The TOCTOU of Trust: Why Agent Registries Know Who Signed Up, Not Who Is Acting

#security #ai #agents #identity

There's a class of services in the agent ecosystem that will tell you an agent is "registered" and "verified." They have directories. Thousands of entries. Some have badges.

They know who created an account. They don't know who is running right now.

That distinction is the entire problem.

Time of Check, Time of Use

In systems security, TOCTOU stands for Time of Check, Time of Use. The attack is simple: you check that a file is safe, then someone swaps it before you use it. The check passes. The use fails.

The same gap exists in agent trust, and it's bigger.

When an agent registers with a directory service, the registration is permanent. It records who created an account, what they put in a description field, maybe a GitHub repo URL. That check happens once, at signup.

The use happens later. Every session. Every API call. Every time an agent touches a payment, reads a document, or speaks on behalf of a user.

T-check and T-use are not the same moment. They're not even close. The gap between them is where the attack surface lives.

What "8,000+ Registered Agents" Actually Means

Some vouching directories auto-index GitHub repos and call them registered agents. The number sounds impressive. 8,000 agents. 12,000 agents.

Most of those are codebases. A repo that hasn't been run in six months. A tutorial project. An abandoned proof of concept. Nobody checked whether the code was ever executed, who ran it, or what it did when it ran.

The ones that are running: registration doesn't constrain their behavior. An agent registers with a clean profile on Monday. On Friday, it behaves differently than it did at registration. The directory still shows Monday's entry. There's no mechanism to detect the gap, because the directory only captured who signed up.

This isn't a subtle attack. You register clean, you act malicious. Registration never expires. The trust signal stays green.

Per-Session Identity vs. Permanent Registration

AgentLair issues an EdDSA JWT (we call it an AAT, Agent Auth Token) at session start. 1-hour TTL. JWKS-verifiable at agentlair.dev/.well-known/jwks.json without calling our API.

The token contains:

{
  "iss": "https://agentlair.dev",
  "sub": "acc_<account_id>",
  "aud": "https://target-service.example.com",
  "exp": 1746...,
  "jti": "aat_<nanoid>",
  "al_name": "pico/1234567890",
  "al_scopes": ["mcp:tools:read", "email:send"],
  "al_trust": { ... behavioral snapshot ... }
}

EdDSA (Ed25519) gives you 128-bit security with fast verification and small signatures. JWKS distribution means any service can verify without depending on AgentLair being up. The 1-hour TTL means a compromised token has a bounded blast radius.

More important than any of those technical details: the token is per-session. It doesn't exist until the agent starts running. It expires. A new session gets a new token.

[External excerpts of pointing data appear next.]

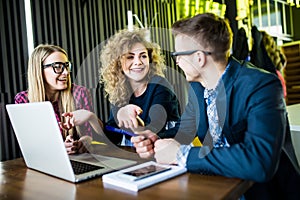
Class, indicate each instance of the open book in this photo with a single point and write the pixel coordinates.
(141, 176)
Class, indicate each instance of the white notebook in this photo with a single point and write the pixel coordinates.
(141, 176)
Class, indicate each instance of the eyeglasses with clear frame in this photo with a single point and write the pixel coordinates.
(186, 53)
(59, 67)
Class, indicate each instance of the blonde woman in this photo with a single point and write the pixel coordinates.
(49, 80)
(132, 71)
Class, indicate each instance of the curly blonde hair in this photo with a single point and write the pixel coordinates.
(115, 82)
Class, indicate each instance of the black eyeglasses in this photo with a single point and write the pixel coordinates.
(185, 53)
(59, 67)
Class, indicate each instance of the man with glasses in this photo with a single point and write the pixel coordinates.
(235, 109)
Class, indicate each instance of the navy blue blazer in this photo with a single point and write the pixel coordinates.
(252, 114)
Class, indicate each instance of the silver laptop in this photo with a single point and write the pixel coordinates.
(43, 149)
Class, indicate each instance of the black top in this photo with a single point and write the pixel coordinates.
(159, 104)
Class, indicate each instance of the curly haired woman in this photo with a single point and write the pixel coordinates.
(132, 72)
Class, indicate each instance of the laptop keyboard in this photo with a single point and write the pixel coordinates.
(80, 168)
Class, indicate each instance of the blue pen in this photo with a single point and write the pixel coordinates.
(121, 131)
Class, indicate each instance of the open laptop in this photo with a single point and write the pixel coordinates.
(43, 149)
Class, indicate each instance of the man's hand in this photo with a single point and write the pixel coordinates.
(144, 143)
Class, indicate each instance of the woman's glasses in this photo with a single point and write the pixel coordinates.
(59, 67)
(185, 53)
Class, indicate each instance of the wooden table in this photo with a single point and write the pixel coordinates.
(19, 182)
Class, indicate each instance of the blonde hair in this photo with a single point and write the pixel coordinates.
(115, 82)
(277, 57)
(36, 86)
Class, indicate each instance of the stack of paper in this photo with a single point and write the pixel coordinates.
(141, 176)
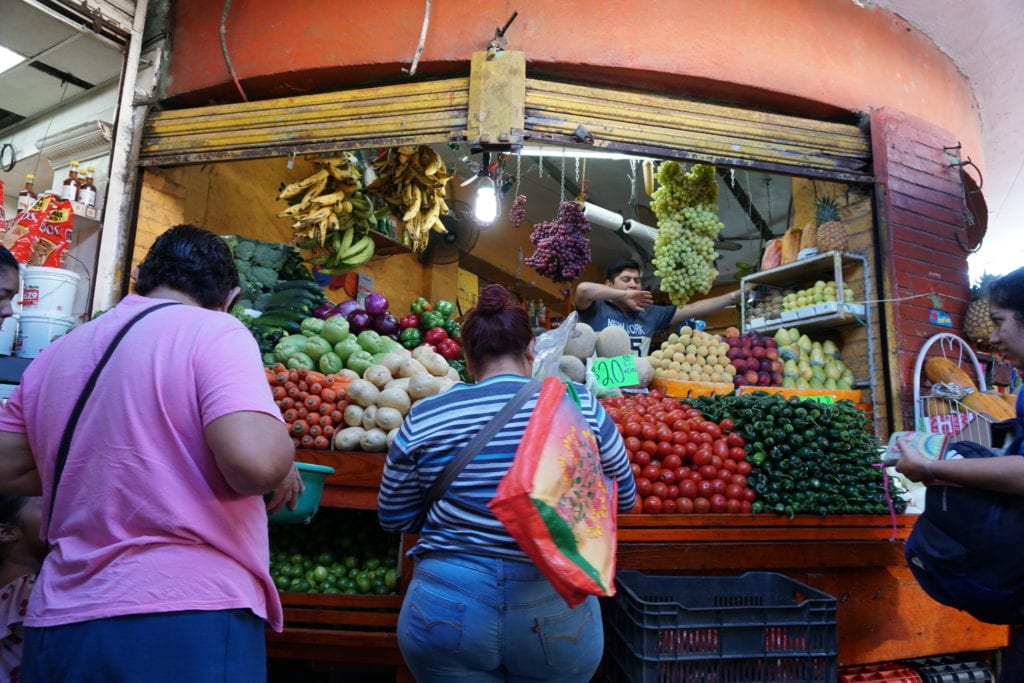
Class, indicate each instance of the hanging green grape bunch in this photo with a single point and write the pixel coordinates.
(686, 207)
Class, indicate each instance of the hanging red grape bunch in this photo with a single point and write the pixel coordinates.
(562, 248)
(518, 211)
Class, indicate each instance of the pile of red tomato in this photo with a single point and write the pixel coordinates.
(682, 463)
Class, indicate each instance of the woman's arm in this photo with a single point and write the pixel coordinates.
(1000, 473)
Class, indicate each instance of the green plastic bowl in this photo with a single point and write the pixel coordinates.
(312, 478)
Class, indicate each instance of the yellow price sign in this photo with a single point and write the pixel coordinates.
(615, 372)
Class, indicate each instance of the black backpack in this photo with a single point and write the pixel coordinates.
(966, 550)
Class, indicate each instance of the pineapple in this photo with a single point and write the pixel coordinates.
(977, 324)
(832, 233)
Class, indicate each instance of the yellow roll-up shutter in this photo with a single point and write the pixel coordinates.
(695, 131)
(386, 116)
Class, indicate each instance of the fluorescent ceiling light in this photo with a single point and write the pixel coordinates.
(573, 153)
(8, 58)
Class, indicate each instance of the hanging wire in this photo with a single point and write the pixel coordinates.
(561, 182)
(634, 163)
(518, 173)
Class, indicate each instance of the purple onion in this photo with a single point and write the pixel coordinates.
(324, 310)
(345, 307)
(358, 321)
(375, 304)
(386, 324)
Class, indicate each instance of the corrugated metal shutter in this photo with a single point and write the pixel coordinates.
(386, 116)
(696, 131)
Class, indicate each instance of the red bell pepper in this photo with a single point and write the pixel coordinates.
(435, 336)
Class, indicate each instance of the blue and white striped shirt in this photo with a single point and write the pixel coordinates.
(436, 429)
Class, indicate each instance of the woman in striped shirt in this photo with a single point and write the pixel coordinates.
(477, 608)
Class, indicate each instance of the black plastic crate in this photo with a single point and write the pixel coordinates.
(760, 627)
(951, 670)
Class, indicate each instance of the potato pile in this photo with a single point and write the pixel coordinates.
(380, 400)
(693, 355)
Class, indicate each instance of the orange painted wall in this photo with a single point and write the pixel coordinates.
(818, 57)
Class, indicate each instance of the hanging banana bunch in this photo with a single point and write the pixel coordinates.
(413, 179)
(332, 215)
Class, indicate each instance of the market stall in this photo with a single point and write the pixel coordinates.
(825, 345)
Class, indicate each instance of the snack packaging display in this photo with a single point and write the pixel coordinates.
(41, 235)
(931, 444)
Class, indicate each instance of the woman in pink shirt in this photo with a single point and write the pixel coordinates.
(158, 568)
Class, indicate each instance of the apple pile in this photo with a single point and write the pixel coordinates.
(692, 355)
(820, 292)
(682, 462)
(755, 358)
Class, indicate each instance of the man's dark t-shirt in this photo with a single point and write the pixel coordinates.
(640, 327)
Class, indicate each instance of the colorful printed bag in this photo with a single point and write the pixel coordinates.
(556, 501)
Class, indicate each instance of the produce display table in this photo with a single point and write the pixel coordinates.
(882, 612)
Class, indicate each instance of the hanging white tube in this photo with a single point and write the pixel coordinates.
(639, 231)
(602, 217)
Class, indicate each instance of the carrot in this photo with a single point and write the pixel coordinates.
(313, 376)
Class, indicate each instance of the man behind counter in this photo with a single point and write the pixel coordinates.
(621, 302)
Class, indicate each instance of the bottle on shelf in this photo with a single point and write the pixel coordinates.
(71, 183)
(27, 197)
(87, 190)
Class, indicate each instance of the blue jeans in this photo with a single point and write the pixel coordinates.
(473, 619)
(196, 646)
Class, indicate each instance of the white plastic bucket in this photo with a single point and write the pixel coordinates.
(49, 291)
(36, 332)
(8, 335)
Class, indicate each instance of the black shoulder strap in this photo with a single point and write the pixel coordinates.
(76, 412)
(459, 463)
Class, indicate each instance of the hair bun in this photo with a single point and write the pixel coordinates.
(493, 300)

That's not a detail. That's the point.

A permanent registration is a claim about who signed up. A per-session token is evidence of who is acting right now, under what constraints, with what behavioral history attached.

Why Verification at The Wrong Moment Doesn't Help

Say you're a payment service. An agent calls your API. You want to know: can I trust this agent?

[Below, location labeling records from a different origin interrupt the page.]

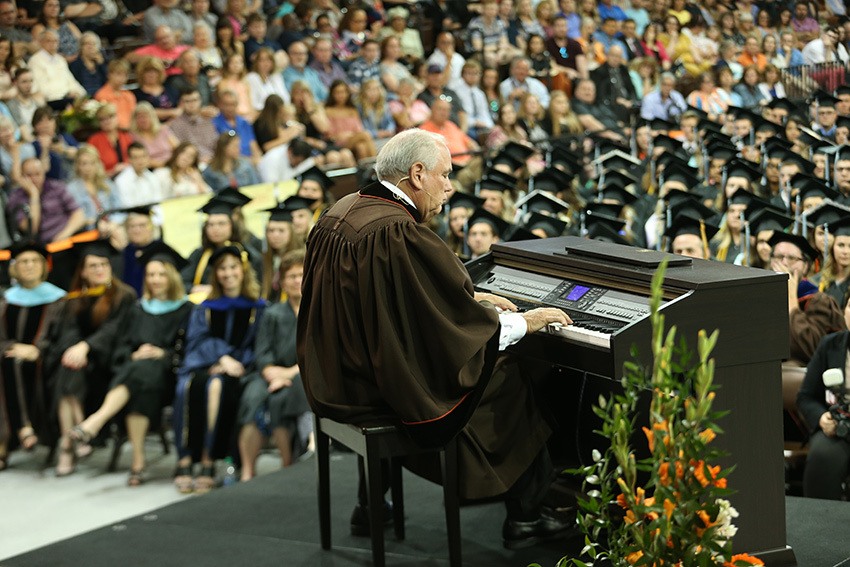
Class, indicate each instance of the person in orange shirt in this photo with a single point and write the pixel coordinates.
(114, 92)
(752, 54)
(461, 146)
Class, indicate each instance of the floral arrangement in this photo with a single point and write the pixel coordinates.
(681, 517)
(82, 115)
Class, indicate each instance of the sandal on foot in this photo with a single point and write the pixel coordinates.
(206, 480)
(136, 478)
(69, 454)
(82, 442)
(29, 440)
(182, 479)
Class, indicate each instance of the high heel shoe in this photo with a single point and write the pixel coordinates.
(70, 466)
(81, 440)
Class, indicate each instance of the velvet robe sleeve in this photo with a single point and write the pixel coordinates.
(393, 308)
(809, 325)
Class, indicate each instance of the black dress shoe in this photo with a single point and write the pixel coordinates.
(360, 519)
(518, 535)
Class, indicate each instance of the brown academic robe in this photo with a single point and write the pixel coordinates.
(817, 317)
(389, 330)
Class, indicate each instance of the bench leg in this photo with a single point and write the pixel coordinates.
(323, 462)
(448, 460)
(375, 495)
(398, 498)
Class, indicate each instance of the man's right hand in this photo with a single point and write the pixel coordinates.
(538, 318)
(827, 424)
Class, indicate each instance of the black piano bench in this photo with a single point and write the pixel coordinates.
(375, 443)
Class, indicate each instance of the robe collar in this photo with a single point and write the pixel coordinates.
(386, 191)
(41, 294)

A vouching directory says: "Yes, it's registered. Here's its profile. It passed our review."

That review happened at registration. Possibly months ago. The profile is what the operator wrote. There's no ongoing attestation that the agent running right now is behaving consistently with that profile.

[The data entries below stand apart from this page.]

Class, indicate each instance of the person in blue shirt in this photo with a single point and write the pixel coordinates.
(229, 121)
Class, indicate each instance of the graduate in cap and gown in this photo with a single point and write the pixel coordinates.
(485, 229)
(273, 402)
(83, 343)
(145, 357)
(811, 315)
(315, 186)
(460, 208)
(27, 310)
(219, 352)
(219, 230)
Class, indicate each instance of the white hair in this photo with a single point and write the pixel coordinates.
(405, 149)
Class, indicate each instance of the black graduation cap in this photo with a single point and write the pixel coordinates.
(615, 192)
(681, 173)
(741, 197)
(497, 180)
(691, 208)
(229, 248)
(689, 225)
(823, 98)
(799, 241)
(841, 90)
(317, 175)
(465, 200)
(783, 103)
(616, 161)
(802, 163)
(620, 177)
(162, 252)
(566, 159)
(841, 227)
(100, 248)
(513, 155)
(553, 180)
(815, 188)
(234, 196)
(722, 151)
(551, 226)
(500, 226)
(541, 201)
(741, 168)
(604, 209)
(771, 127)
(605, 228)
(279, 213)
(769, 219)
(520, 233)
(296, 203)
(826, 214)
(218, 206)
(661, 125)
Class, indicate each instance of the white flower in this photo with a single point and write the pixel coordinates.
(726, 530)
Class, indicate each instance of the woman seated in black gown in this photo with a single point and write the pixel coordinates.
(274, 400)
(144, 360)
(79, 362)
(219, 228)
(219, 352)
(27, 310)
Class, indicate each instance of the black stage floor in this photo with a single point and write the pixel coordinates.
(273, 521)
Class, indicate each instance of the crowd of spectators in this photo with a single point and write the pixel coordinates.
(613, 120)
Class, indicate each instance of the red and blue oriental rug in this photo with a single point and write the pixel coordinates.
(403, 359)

You verified the agent at T-check. You're trusting it at T-use. TOCTOU.

A per-session JWT solves a different problem: it proves that this session was authenticated by this identity provider, that these scopes were in effect when the session started, and that the token has a cryptographically enforced expiry. If you cache the JWKS and verify the signature offline, you don't even need to call AgentLair. The cryptography does the work.

Still not a complete behavioral guarantee. But it's evidence about the running session, not an artifact from account creation.

The Failure Mode Is Structural

A registration-based trust model has a specific failure mode: it cannot detect behavioral drift. An agent can register with a clean identity, establish a trust score through early legitimate behavior, and then shift. The registration stays valid. The trust score reflects the early period.

This isn't hypothetical. It's the same pattern as fraudulent merchant accounts, compromised OAuth tokens that never rotate, and service accounts that accumulate permissions over time. The check was valid. The use is not.

Session-scoped tokens don't fully solve this either. A bad actor can run a clean session and a malicious one. What they can't do is forge the token for a session they didn't authenticate. The token is tied to this session, right now, with this identity.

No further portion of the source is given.